In their mad dash to feed the market for romantic comedies, Hollywood script writers have given up inventing fresh plots. They all follow one basic plot, merely switching locales, lead characters, and their life goals. Predictable plot complications prevail.
Every movie stars a beautiful, young heroine driven toward a single goal, usually to gain the top rung in her work. Yet in practical matters, such as forecasting weather and reading road maps, they lack the common sense of a 10-year-old.
The movie begins with a brief introduction to the two main characters giving us their motivations and a glimpse at the impediments they will face. Invariably, the ladies set off in subzero temperatures with no clear idea of their destination, wearing high heels and couture suited for dashing from taxi into a Fortune 500 office.
Immediately the scene shifts to some distant territory foreign to them.
In “The Proposal,” Sandra Bullock, editor of a New York publishing house, faces the loss of her green card. To avoid deportation, she lies to Immigration, claims she is about to wed her assistant, Ryan Reynolds, an Alaskan whom she thinks is poor but whose family, it turns out, owns every business in Sitka, including the airport.

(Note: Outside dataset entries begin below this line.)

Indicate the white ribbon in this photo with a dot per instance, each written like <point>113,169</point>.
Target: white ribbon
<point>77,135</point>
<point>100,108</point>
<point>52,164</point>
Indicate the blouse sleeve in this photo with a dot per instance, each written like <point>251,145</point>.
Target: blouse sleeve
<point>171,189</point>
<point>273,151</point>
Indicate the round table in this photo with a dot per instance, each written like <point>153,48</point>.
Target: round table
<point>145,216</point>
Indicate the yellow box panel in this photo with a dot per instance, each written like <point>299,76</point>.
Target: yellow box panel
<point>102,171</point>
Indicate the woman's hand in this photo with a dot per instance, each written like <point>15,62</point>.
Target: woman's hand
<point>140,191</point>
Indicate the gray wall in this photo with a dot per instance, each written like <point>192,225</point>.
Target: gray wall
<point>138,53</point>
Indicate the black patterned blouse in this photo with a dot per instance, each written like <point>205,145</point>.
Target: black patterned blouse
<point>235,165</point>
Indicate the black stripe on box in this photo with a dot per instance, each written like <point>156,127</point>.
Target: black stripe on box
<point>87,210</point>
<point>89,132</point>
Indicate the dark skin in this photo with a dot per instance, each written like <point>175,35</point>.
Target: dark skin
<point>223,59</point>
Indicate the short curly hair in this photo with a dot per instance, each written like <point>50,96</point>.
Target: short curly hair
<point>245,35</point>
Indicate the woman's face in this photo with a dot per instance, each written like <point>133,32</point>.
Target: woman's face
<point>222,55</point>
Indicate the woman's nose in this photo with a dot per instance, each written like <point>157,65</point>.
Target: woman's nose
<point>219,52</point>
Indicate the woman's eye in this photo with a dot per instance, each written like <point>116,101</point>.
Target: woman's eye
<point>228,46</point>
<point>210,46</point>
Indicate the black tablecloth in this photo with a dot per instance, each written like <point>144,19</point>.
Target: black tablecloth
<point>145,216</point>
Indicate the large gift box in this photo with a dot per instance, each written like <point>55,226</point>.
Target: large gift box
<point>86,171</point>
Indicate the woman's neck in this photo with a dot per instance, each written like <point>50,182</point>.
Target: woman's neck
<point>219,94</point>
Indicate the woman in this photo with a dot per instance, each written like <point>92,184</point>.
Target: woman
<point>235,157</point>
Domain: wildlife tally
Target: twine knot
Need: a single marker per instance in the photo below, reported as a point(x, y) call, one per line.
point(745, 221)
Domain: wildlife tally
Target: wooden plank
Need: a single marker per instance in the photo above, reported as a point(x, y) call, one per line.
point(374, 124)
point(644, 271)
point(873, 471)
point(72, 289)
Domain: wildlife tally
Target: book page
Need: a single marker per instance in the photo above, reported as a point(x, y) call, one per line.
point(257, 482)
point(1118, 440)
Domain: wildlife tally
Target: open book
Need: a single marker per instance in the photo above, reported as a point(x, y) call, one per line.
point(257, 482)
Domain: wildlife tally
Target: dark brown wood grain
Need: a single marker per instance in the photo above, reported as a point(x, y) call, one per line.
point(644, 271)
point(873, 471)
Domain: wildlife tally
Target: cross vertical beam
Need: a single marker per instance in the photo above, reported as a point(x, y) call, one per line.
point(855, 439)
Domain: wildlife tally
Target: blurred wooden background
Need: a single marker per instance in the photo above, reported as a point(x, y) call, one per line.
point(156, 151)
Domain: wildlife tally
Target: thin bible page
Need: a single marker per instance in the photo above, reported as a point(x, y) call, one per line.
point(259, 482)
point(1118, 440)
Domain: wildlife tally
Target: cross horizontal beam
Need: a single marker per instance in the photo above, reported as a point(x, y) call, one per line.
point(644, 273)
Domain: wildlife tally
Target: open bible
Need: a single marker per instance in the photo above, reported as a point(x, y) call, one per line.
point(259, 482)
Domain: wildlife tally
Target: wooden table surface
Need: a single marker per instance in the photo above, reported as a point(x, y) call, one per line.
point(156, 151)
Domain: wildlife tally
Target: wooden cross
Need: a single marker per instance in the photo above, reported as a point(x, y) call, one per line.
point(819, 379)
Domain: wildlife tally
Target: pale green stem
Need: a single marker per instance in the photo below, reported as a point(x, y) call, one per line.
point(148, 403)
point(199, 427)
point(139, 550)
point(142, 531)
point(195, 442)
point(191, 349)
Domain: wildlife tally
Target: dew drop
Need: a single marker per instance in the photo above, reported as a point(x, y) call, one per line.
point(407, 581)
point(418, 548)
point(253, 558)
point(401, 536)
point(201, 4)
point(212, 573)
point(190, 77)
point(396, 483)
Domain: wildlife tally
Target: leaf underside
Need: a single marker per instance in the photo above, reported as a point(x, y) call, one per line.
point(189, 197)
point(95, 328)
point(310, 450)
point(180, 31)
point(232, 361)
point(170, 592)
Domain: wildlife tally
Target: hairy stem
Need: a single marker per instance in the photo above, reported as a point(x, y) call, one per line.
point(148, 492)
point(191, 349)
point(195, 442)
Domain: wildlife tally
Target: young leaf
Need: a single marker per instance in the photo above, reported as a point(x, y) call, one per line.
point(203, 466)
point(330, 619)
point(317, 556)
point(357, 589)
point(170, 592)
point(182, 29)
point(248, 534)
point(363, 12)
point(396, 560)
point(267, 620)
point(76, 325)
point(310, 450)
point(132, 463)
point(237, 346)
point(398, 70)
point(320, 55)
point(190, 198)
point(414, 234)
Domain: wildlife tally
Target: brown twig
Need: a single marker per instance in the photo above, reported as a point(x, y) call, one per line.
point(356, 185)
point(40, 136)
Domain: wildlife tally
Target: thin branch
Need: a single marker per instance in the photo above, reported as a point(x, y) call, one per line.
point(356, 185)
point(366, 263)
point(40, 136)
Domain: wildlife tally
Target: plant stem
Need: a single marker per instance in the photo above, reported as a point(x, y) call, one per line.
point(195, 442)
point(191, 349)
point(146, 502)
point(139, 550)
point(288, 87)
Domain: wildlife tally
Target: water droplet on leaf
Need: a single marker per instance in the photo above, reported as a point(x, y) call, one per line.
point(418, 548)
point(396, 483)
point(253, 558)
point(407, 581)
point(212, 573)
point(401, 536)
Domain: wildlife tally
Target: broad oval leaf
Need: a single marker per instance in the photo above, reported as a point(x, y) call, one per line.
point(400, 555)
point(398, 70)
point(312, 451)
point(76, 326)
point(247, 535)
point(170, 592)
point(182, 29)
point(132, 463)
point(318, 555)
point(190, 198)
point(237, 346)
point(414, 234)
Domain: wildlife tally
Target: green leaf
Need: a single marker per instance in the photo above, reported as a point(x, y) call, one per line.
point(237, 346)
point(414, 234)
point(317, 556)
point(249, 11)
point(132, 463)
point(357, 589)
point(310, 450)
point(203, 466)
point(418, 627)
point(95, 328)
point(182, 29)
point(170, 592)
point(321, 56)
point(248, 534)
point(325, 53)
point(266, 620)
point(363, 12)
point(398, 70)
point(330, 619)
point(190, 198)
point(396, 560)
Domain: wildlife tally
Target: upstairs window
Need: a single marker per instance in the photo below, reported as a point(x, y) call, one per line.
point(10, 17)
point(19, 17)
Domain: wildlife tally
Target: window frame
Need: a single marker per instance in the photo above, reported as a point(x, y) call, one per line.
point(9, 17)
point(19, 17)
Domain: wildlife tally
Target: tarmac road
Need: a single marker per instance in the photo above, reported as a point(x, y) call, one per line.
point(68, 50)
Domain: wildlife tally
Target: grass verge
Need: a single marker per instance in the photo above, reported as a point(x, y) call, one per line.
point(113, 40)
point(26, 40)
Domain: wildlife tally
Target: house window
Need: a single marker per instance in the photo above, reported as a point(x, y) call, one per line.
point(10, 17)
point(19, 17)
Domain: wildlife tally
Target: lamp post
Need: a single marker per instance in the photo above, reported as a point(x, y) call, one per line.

Bullock and her intended are given a weekend to prove their sincerity to Immigration’s satisfaction. This entails meeting Grandma Betty White, who is celebrating her birthday, and staying at the family’s main lodge which rivals a Banff hotel for size and amenities.
In the movie, “New in Town,” Renee Zellweger is dispatched from Miami head office to Minnesota days before Christmas to downsize the labour force of a small yogurt plant. (When stories happen a day or two before Christmas former boy or girlfriends have logical excuses to attend and throw wrenches into the gears.).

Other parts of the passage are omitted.